I have a theory that people who find themselves running major-league companies are real organization-management types who focus on what they are doing this quarter or this annual budget. They are somewhat impatient, and focused on the present. Seeing these things requires more people with a historical perspective who are more thoughtful and more right-brained -- but we end up with an army of left-brained immediate doers.
So it's more or less guaranteed that every time we get an outlying, obscure event that has never happened before in history, they are always going to miss it. And the three or four-dozen-odd characters screaming about it are always going to be ignored.
If you look at the people who have been screaming about impending doom, and you added all of those several dozen people together, I don't suppose that collectively they could run a single firm without dragging it into bankruptcy in two weeks. They are just a different kind of person.
So we kept putting organization people -- people who can influence and persuade and cajole -- into top jobs that once-in-a-blue-moon take great creativity and historical insight. But they don't have those skills.
[...]
I want to emphasize how little I understand all of the intricate workings of the global financial system. I hope that someone else gets it, because I don't.

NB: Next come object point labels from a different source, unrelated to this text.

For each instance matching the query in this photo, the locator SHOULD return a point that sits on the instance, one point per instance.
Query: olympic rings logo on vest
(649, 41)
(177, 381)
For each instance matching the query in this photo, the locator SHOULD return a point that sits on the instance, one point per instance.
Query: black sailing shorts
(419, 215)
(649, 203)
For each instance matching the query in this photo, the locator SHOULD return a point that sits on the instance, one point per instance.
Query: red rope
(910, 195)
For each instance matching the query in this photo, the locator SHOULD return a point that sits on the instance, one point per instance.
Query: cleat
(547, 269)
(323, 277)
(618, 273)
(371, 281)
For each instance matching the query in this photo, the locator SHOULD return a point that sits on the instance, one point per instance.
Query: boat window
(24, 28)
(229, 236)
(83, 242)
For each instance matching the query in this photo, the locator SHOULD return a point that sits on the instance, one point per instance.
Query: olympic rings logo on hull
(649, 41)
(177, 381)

And I have no idea, really, how this will work out. I certainly wish it hadn't happened. It is just so intricate that all I can conclude, by instinct and by reading the history books, is that it will be longer, harder and more than we expect.

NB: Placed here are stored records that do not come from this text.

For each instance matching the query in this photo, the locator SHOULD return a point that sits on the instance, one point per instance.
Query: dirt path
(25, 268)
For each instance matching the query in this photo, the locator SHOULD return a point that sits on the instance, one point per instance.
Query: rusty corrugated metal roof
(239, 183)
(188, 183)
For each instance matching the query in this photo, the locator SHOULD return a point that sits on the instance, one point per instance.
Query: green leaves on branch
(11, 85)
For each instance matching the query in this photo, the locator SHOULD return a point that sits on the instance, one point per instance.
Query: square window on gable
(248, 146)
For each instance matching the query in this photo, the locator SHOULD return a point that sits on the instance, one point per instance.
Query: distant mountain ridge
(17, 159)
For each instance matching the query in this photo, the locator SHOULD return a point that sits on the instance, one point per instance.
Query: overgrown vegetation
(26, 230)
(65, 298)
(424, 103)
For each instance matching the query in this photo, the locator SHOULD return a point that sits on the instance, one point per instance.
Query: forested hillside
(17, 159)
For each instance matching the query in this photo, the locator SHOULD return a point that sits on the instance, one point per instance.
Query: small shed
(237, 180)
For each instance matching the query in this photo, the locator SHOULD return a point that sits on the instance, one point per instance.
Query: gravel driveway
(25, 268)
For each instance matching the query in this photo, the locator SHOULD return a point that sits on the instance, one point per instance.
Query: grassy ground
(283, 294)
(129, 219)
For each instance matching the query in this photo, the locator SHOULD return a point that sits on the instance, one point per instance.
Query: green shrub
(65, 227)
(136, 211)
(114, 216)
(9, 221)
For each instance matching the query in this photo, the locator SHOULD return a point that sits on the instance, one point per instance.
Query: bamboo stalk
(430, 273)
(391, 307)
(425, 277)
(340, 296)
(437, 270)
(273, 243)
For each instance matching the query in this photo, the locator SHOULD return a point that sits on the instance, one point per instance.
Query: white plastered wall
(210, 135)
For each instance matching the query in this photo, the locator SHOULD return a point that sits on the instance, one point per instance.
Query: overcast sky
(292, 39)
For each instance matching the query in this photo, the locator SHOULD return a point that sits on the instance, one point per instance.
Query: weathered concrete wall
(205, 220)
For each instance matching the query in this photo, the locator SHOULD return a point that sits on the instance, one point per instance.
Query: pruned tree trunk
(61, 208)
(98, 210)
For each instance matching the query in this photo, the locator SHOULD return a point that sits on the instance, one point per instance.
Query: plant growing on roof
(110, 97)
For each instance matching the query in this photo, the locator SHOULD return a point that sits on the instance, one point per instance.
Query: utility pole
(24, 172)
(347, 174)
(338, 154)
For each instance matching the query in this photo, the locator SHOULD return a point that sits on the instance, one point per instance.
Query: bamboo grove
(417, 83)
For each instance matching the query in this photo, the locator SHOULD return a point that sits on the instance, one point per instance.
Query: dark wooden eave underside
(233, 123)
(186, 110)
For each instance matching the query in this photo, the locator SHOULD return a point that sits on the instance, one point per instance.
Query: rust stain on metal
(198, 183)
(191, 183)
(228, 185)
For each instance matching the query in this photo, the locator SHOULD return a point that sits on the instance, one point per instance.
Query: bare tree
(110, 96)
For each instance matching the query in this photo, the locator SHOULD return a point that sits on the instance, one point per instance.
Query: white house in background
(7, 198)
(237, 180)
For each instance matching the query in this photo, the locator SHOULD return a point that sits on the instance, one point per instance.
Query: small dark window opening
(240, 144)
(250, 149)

This is a very good quote, but Grantham is being coy in his last paragraph. What he really means is something like this:
"I have been around long enough to know that nobody knows enough about financial markets to bet the ranch on any particular set of assumptions about market behavior. The only way to survive and prosper in the long run is to expect extreme events, and to use simple investment/trading models whose results don't vary a lot if your assumptions about the odds of such events turn out to be way off."